Les Patriotes de Saint-Antoine traversèrent le chemin du roi à l’extrémité opposée du village pour venir prendre une position aussi avantageuse que possible. Nelson courut à eux et leur donna l’ordre d’aller déloger le détachement qui occupait la grange des Saint-Germain, puis, cela fait, de prendre la cavalerie de Markman en flanc. Cette manœuvre allait avoir le succès qu’il en espérait. Enfin, pour seconder son action, Nelson vit arriver Coupal et trente de ses patriotes qui, comme trente lions en furie, se dardèrent contre le bataillon qui précédait la cavalerie et ils entrèrent dans la masse ennemie comme un boulet de canon et s’ouvrirent un passage sanglant.

À cette minute précise, les nuages se déchiraient et les rayons obliques d’un soleil éclatant éclairèrent pour un moment cette scène grandiose.

Il y eut là un pêle-mêle indescriptible. Les habits rouges et les capotes grises étaient confondus. On se prenait à bras-le-corps, on s’enlevait, on roulait sur le chemin, car on était trop rapproché le plus souvent pour se servir de ses armes. Les cris, les jurons, les commandements des officiers, les râles des mourants, les gémissements des blessés s’entre-mêlaient et tout cela emplissait l’espace d’un bruit étrange et effrayant.

Les gens de Saint-Antoine, après avoir réussi à chasser de la grange des Saint-Germain le détachement qu’y avait envoyé le colonel Gore, se ruaient contre le flanc de la cavalerie de Markman et la refoulaient sur le chemin du roi.

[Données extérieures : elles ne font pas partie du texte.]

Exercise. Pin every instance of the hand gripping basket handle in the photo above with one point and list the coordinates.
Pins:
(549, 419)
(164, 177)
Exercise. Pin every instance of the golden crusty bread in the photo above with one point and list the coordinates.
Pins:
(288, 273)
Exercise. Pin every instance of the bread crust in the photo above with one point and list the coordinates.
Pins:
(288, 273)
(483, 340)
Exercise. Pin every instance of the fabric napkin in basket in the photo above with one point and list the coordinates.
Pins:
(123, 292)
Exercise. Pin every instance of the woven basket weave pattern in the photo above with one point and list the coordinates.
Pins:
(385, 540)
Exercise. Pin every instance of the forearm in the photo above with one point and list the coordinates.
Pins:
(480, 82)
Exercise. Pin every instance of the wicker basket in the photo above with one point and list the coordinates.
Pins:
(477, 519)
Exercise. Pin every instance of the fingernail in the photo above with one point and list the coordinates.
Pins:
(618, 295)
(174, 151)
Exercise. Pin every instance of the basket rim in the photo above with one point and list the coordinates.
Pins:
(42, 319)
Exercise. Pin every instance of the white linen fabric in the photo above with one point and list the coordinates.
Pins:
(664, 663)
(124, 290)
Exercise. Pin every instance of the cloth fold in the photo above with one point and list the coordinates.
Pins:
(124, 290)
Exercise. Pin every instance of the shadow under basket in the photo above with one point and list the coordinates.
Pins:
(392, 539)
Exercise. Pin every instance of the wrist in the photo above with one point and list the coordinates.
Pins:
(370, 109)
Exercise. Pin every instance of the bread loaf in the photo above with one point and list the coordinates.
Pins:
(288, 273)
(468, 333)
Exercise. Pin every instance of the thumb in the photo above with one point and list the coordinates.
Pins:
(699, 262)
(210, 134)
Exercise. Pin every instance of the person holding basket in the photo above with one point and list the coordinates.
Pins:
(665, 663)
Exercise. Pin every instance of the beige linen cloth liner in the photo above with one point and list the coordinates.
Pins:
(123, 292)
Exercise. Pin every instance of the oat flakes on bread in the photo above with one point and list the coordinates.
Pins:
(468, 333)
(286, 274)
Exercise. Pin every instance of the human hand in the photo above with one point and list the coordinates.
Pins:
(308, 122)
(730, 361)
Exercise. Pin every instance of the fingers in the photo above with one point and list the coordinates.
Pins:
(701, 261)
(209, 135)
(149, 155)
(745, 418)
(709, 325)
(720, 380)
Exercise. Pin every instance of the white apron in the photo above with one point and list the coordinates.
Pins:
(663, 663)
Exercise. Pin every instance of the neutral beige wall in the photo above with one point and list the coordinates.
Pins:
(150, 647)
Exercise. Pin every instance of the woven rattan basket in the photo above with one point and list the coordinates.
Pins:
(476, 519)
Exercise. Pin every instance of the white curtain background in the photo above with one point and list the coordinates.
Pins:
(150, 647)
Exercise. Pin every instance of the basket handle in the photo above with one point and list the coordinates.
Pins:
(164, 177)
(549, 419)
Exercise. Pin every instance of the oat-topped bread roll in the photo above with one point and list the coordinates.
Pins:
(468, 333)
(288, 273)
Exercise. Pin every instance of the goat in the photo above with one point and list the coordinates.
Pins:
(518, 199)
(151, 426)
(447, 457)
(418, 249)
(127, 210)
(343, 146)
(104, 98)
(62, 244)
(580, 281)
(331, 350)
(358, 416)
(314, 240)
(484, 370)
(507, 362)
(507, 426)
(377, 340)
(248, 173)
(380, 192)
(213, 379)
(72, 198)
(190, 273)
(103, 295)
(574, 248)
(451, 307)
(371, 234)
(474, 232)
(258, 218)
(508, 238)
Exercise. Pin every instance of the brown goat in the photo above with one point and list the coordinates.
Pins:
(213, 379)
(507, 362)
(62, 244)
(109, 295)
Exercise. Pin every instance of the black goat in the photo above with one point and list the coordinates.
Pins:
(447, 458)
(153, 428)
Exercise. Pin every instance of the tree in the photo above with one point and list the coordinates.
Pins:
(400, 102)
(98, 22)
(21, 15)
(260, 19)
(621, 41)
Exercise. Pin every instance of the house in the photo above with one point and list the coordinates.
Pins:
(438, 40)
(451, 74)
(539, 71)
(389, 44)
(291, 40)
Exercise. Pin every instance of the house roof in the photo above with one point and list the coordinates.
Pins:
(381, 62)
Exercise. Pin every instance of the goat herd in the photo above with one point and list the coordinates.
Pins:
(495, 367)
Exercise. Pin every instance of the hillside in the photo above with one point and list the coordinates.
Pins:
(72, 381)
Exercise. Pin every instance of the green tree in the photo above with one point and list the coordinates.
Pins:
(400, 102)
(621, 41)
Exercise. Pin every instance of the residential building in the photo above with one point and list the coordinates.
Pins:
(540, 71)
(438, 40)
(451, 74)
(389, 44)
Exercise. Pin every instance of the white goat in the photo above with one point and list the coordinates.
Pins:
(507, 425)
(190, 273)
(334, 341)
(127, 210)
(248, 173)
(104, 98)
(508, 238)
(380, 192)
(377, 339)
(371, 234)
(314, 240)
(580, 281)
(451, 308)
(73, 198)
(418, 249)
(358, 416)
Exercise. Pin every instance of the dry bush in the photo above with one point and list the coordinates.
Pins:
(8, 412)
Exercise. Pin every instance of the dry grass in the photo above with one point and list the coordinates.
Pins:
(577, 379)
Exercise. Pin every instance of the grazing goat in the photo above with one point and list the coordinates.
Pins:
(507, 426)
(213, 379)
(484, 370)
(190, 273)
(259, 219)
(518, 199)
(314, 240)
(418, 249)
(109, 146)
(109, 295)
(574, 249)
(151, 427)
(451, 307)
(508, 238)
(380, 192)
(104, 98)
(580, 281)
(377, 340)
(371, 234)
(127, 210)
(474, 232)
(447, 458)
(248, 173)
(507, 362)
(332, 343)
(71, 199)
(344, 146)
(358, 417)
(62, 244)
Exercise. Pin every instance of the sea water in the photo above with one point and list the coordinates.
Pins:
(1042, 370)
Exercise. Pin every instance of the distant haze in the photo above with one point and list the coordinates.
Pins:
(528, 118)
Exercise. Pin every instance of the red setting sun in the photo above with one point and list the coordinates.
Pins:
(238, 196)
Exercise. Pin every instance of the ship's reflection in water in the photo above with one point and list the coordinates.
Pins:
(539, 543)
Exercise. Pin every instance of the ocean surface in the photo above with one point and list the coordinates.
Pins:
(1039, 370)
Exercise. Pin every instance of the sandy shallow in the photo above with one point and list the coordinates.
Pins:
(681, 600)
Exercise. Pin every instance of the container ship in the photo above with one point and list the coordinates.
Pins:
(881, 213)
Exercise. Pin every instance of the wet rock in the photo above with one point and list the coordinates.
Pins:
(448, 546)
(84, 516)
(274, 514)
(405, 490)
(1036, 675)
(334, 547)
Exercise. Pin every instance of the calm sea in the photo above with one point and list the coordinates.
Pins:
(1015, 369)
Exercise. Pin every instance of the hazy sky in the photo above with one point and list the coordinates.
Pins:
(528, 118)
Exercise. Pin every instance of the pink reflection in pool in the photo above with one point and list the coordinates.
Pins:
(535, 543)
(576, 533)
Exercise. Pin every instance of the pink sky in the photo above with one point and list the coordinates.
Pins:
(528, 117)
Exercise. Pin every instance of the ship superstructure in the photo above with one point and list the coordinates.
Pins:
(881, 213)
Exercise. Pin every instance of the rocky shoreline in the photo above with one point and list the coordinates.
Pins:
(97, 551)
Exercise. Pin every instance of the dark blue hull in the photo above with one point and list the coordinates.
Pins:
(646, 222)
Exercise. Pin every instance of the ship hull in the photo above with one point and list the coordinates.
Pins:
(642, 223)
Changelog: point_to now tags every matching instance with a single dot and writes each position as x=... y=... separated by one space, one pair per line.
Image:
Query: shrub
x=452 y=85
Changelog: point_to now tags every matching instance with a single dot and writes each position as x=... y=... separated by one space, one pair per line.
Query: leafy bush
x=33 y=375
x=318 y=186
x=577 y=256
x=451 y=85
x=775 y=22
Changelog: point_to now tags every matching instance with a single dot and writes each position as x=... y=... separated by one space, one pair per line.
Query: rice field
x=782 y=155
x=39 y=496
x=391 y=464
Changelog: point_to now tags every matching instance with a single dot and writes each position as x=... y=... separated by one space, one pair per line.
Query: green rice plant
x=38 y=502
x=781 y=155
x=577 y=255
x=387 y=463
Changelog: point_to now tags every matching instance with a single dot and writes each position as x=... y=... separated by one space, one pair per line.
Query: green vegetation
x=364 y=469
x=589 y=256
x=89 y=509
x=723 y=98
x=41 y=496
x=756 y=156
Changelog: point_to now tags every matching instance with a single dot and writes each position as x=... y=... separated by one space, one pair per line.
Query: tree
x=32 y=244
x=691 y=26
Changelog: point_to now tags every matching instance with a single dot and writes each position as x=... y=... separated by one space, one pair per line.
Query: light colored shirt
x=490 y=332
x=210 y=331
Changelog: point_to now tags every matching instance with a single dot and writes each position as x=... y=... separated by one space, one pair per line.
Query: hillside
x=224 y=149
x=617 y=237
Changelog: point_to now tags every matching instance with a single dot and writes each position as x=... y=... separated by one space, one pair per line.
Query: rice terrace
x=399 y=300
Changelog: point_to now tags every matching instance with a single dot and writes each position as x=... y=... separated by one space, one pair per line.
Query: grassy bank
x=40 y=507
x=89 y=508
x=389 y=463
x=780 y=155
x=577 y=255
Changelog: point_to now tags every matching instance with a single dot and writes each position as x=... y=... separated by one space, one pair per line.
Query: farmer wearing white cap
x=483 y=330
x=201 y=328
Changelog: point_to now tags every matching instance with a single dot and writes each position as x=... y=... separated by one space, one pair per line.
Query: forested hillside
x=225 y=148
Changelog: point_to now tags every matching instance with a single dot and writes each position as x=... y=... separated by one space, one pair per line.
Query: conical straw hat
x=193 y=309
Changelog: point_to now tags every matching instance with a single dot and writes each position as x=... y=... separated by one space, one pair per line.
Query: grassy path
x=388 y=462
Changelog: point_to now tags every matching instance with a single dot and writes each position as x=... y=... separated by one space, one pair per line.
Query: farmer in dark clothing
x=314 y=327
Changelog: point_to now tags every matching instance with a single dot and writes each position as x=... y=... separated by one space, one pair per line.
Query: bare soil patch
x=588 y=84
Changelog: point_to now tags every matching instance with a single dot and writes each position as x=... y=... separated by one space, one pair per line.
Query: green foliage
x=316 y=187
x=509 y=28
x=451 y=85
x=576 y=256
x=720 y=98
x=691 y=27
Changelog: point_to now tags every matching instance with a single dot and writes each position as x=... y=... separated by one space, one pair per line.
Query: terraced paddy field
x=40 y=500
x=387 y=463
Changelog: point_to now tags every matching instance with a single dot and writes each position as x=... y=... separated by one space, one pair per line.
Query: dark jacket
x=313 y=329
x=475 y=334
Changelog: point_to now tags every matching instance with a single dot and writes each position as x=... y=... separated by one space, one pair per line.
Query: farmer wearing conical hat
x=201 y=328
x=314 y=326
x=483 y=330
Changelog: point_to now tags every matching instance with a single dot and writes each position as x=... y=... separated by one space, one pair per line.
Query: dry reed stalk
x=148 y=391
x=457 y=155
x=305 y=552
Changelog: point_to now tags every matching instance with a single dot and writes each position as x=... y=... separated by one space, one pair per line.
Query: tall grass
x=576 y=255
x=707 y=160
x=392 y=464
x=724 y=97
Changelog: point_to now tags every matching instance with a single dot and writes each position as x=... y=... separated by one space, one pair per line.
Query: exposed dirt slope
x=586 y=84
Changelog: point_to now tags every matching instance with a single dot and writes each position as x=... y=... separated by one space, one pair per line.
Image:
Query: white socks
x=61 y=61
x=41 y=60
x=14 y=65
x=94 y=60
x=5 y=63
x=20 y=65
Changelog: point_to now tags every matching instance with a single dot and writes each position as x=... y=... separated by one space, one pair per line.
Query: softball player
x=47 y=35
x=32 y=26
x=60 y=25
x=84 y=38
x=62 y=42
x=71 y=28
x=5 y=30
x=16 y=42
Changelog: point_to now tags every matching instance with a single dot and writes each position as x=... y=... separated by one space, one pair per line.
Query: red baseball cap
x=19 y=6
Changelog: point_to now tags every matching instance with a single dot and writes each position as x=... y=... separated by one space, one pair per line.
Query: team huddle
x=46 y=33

Cependant, Gore réussissait à lancer par les sentiers de la berge de la rivière un bataillon de réserve qui, à son tour, prenait les Patriotes en flanc. Nelson y courut avec une trentaine de braves. On marchait sur des cadavres et des blessés. Ambroise Coupal dut organiser une dizaine de paysans en ambulanciers pour relever les blessés et les mettre en lieu sûr.

Et le combat se poursuivait avec une furie sans cesse grandissante. Pas de quartier, pas de merci ! Les Patriotes frappaient de leurs haches et de leurs faux, le sang coulait à flots, et, tiède, ce sang réchauffait le sol gelé et il se formait une boue rougeâtre dans laquelle on piétinait, on glissait, on tombait.

Jusque-là on n’aurait pu dire de quel côté penchait la victoire.

Chose certaine, les Anglais lâchaient pied peu à peu, ils reculaient. La cavalerie était en désordre et retraitait. Dans la berge de la rivière Nelson culbutait le dernier bataillon intact de l’ennemi…

Il approchait quatre heures.

Six heures s’étaient presque écoulées depuis qu’on avait échangé les premiers coups de fusils, et des deux côtés l’épuisement des forces physiques se manifestait visiblement.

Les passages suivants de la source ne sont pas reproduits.